Editorial: A Chance At Unity?

Editorial: A Chance At Unity?

The Buzzer Staff

On November 8th, 2020, former Vice-President Joseph Biden became the President-Elect of the United States, winning both the popular vote and the Electoral College to push him over the edge and beat President Donald Trump. In his first address to the nation following his win, he called for unity above all else.

This message could not be coming at a better time. Over the past years, America has seen divides deepen, hateful rhetoric become more common, and intense disagreements erupt over seemingly simple topics. 

The modern political ethos scorns compromise. In a world of dire issues, from climate change and racial injustice on the left to gun rights and economic freedom on the right, neither side is willing to give ground on their positions. It can seem like a total betrayal of principle to reconcile beliefs. Each seat in government, appointed or elected, has become territory to be lost or gained by one party or another. 

Perhaps, from a partisan perspective, this makes logical sense. With the Electoral College, executive power to appoint justices, and other political infrastructure, it is not necessary to reach a national consensus and win every vote. So long as a party can secure a majority, its priorities will become the priorities of the nation. 

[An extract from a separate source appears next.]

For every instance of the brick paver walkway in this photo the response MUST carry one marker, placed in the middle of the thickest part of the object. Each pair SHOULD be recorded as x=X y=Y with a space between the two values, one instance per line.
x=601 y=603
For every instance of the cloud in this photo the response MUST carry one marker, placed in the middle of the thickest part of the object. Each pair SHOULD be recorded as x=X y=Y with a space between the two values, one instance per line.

Fundamental institutions of American democracy such as the Senate have lost sight of their intended purpose: educated debate and legislation for the overall benefit of the country. In his final time speaking on the Senate floor, the late John McCain, an Arizona senator and 2008 presidential candidate, spoke on the deep issues among his colleagues. “What have we to lose by trying to work together to find those solutions? We’re not getting much done apart. I don’t think any of us feels very proud of our incapacity. Merely preventing your political opponents from doing what they want isn’t the most inspiring work. There’s greater satisfaction in respecting our differences, but not letting them prevent agreements that don’t require abandonment of core principles, agreements made in good faith that help improve lives and protect the American people.

This division is not healthy. Leaving half the country ignored does nothing to foster a healthy relationship between both sides. Should the voices of the 70 million voters who support President Trump be silenced? Should society disregard left-leaning voters in Republican-majority states? 

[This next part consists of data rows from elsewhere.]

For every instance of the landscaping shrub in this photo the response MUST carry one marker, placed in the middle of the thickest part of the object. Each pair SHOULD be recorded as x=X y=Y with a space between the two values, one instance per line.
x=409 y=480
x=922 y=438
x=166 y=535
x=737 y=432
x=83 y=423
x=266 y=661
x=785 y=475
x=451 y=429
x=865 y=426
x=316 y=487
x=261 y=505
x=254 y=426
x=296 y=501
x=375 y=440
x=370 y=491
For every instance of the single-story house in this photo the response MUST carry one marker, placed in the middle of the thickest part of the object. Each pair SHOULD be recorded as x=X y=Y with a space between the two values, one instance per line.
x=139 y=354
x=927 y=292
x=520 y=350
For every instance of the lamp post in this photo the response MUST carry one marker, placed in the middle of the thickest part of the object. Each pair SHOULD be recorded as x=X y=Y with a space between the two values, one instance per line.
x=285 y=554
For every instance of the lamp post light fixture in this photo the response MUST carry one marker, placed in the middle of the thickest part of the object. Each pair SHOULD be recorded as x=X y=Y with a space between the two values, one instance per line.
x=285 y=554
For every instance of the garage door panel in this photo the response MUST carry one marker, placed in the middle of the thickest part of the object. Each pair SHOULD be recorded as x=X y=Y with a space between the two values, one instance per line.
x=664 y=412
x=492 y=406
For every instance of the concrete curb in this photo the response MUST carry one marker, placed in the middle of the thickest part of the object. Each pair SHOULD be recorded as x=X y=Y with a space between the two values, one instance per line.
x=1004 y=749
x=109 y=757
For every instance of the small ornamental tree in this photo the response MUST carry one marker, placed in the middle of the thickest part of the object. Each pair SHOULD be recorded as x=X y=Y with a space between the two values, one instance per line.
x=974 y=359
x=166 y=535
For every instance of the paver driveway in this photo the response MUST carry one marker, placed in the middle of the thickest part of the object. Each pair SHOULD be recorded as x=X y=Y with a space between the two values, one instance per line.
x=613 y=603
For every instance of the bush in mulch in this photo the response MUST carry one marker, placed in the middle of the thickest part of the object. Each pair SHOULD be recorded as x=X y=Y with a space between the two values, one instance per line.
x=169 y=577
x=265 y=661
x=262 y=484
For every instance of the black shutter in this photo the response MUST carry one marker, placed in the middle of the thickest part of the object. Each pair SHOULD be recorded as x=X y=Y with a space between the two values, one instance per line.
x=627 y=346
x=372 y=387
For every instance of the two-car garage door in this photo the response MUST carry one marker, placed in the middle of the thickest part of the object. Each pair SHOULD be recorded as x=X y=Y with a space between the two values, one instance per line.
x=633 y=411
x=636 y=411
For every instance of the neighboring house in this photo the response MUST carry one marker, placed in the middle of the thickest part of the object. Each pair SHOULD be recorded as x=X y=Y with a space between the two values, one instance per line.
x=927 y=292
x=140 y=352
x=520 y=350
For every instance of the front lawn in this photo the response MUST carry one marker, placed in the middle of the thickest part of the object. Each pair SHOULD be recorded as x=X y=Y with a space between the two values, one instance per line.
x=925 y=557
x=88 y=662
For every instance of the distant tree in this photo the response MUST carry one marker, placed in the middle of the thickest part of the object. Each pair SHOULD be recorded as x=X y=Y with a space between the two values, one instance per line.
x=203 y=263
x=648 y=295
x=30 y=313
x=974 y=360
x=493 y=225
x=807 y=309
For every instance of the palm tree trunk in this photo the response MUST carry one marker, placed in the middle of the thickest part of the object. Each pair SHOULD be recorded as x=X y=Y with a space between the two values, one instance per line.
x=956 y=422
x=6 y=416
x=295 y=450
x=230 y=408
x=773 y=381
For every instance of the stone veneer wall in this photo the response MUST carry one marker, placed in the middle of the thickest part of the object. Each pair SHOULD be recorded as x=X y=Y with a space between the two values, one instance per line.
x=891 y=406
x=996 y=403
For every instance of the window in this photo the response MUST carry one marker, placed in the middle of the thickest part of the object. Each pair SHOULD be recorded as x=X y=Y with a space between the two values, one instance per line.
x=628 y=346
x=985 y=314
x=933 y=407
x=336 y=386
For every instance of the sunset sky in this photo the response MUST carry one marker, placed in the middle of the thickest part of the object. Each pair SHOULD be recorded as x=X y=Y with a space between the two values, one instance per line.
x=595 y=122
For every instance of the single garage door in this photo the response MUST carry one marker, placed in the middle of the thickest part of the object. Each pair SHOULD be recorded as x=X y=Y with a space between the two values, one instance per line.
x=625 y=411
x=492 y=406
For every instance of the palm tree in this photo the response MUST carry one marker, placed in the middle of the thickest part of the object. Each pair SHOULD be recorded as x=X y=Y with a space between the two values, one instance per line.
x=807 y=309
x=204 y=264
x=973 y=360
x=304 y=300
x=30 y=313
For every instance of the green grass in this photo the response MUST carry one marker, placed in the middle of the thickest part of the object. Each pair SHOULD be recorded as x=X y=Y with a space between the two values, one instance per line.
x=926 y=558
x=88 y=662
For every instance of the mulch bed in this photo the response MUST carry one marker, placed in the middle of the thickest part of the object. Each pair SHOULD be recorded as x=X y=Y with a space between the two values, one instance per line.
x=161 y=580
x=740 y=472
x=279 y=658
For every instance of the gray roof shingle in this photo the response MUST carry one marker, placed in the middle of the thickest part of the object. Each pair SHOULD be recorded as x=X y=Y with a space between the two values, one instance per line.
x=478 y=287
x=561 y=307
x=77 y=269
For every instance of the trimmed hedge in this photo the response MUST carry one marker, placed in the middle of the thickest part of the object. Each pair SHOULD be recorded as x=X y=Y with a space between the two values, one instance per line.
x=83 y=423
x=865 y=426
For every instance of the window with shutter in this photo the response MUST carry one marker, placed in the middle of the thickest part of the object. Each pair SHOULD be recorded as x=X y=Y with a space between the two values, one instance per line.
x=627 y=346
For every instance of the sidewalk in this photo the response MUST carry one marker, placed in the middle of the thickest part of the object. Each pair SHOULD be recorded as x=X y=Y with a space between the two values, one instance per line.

There must be more of an effort to reach middle ground. President-elect Biden spoke of an “epiphany,” where certain voters who disagreed with him would take the time to understand his platform and perhaps change their mind. As he emphasized in his address, it’s time we “give each other a chance.” We need to start listening, trying to understand each other, finding the beliefs that we do share in common. Because we do share some, no matter how it might seem. As Biden said, “It’s time to heal America.” Here at The Buzzer, where we strive to bring the Hastings community together, we hope he succeeds in this endeavour. The country needs him to be a united force.